- Бабкин, перестань болтать!.. Капитан находится на правом фланге. Он ждет сигнала с кургана.
Прежний командир для многих десантников еще жил где-то, то ли на правом, то ли на левом фланге, действовал. И действовал он стараниями Шпагина.
- Есть зеленая! - вдруг закричал Пронька.
Живая волна людей взбугрилась и разом перекатилась через каменный вал. Немцев, сидящих на завалинках, как ветром сдуло. Ударили пушки, заголосили пулеметы.
Пронька бежал рядом со Шпагиным, время от времени поглядывая на Федю Силыча и дядю Мухтара. Ему не терпелось догнать их, но Шпагин придерживал.
Цепи атакующих натолкнулись на глинобитные домики и быстрыми ручейками потекли по тесным искривленным улочкам поселка. Шпагин с ходу вскочил на крышу. Выхватил бинокль, чтобы обозреть ход боя. Густел на глазах частокол разрывов, особенно в лощине, по которой должны идти на соединение: похоже было, что противник разгадал замысел десантников.

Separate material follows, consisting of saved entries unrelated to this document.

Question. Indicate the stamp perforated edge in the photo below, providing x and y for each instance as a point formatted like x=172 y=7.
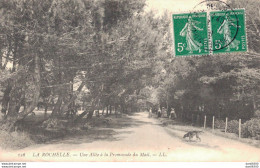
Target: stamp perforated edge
x=172 y=31
x=209 y=40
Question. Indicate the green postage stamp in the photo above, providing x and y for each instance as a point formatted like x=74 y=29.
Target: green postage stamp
x=190 y=34
x=222 y=32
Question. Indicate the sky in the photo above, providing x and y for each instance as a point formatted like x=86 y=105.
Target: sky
x=173 y=6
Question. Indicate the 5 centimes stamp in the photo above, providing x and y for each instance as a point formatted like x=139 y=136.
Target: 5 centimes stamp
x=190 y=34
x=228 y=31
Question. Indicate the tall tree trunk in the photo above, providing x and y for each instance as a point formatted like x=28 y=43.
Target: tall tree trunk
x=74 y=96
x=37 y=84
x=6 y=98
x=57 y=107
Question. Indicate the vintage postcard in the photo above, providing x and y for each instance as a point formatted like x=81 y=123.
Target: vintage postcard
x=129 y=81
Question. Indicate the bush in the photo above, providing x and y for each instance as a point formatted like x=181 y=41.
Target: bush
x=251 y=128
x=14 y=140
x=220 y=124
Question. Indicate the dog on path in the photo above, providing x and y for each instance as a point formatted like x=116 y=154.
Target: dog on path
x=191 y=134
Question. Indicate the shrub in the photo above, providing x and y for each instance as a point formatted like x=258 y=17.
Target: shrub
x=251 y=128
x=15 y=140
x=220 y=124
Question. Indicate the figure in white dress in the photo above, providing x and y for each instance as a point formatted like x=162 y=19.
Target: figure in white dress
x=188 y=32
x=225 y=30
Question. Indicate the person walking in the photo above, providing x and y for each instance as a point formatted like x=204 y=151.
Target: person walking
x=173 y=114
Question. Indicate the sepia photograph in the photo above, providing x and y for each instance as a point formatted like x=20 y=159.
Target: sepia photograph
x=129 y=81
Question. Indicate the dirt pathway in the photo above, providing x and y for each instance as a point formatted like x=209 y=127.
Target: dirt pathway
x=139 y=138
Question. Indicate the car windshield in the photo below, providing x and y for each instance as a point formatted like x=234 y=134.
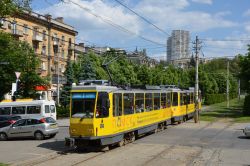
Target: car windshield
x=83 y=105
x=50 y=120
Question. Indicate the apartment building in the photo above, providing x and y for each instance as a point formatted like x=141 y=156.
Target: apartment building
x=178 y=52
x=52 y=40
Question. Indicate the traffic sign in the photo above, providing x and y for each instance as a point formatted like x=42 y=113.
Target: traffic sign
x=17 y=74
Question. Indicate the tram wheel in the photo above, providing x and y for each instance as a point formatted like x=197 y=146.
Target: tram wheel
x=120 y=143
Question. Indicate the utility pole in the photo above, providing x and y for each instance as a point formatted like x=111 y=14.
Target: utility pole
x=227 y=83
x=239 y=89
x=196 y=49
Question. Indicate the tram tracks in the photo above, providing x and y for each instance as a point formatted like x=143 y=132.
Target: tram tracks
x=181 y=141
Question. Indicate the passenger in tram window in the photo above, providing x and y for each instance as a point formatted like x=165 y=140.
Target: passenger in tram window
x=137 y=109
x=142 y=107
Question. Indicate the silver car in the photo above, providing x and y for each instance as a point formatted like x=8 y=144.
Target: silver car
x=246 y=131
x=38 y=128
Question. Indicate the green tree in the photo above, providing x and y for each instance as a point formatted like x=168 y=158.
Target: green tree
x=245 y=70
x=10 y=7
x=12 y=52
x=87 y=70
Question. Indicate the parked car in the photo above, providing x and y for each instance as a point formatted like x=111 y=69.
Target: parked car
x=246 y=131
x=38 y=128
x=6 y=120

- Бабкин! На правый фланг!
Пронька первым прыгнул вниз. Пробежав метров сто, он оглянулся: Шпагин выхватил из кобуры ракетницу и выстрелил в сторону каменоломен. Пронька заскрипел зубами: ведь красная ракета - это сигнал отхода!
- Труса играете, что ли? - с гневом выкрикнул Пронька и взял автомат на изготовку. Черное пятнышко дула поднялось и застыло на уровне лица Шпагина. В глазах комиссара ни тени страха, только чуть-чуть подергивался левый ус да на шее синим наполнились вены.
Пронька перешагнул через ограду, дрогнувшим голосом спросил:
- Зачем сигнал отхода дали? Зачем?
- Опустить оружие! Ну! - как на параде, отчеканил комиссар и крепким шагом пошел в сторону домика.
Лицо Проньки покрылось испариной. Он, вдруг обессилев, опустил автомат, пьяной походкой настиг Шпагина.
- Это сигнал для противника, а не для нас. Дурья голова! Военная хитрость - тоже оружие…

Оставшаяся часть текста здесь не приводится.